Efficience sans conscience… de classe

Le vert David Hiler – nouveau responsable cantonal des finances – partage et propage ce rêve consensuel. « Notre proposition, c’est de n’appliquer que des mesures acceptées par tous ici et qui ne sont pas susceptibles d’être refusées devant le peuple. » dira-t-il dans la Tribune du 17 décembre. Par quoi se traduit ce «refus» du recours «devant le peuple», par le refus de mener bataille en faveur des recettes nouvelles proposées par nos initiatives bien sûr, mais aussi par un discours qui égrène des généralités gestionnaires « Le but essentiel est de retrouver l’efficience », il y aurait à l’Etat un « gisement de productivité pour un montant de 300 millions de francs », il faut lutter contre la fraude fiscale… trouver « une nouvelle manière de rémunérer les fonctionnaires »… mais sans « compter là-dessus pour faire des économies. » Mais il faudra « à un certain stade prendre des mesures qui font mal .» Et ainsi de suite…

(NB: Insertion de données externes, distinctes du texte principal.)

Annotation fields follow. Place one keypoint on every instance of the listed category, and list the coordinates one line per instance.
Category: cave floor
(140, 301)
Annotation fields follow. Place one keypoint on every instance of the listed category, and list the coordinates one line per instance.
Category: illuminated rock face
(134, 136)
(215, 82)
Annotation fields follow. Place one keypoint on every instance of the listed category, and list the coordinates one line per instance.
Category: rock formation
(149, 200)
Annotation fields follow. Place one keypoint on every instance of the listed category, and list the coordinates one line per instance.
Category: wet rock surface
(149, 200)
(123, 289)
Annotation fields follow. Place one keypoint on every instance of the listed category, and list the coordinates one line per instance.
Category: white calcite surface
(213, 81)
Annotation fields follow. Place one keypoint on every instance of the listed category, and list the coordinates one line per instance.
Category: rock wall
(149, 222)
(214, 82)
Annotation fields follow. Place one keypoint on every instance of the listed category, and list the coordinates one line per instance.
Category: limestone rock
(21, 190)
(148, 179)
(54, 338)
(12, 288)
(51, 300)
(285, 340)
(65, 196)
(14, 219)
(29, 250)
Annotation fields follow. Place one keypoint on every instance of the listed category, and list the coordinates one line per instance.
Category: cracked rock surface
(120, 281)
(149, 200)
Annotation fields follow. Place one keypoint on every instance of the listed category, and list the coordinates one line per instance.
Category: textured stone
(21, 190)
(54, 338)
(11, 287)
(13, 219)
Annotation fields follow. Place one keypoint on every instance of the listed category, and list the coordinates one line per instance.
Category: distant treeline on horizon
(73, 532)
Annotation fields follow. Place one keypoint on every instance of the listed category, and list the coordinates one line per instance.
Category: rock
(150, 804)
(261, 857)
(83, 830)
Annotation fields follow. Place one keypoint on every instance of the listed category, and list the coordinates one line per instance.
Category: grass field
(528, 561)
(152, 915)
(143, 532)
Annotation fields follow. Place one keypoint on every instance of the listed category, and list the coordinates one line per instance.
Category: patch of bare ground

La caractéristique essentielle de ce discours est de tenter de gommer les contradictions réelles qui traversent la société genevoise. Des intérêts divergents s’affrontent, ceux des chômeurs-euses et des banquiers ne sont pas identiques, ceux des locataires et des propriétaires s’opposent, ceux des travailleurs-euses et des patrons sont en conflit… La droite et la gauche ne sont pas des inventions d’idéologues, mais l’expression d’oppositions réelles. La résolution concrète de ces contradictions à un moment donné dépend d’un rapport de forces social en présence. Or, à vouloir escamoter cette réalité – comme s’y emploie avec énergie le duo vert qui donne le ton au Conseil d’Etat genevois – on sert, qu’on le veuille ou non, les intérêts des dominants.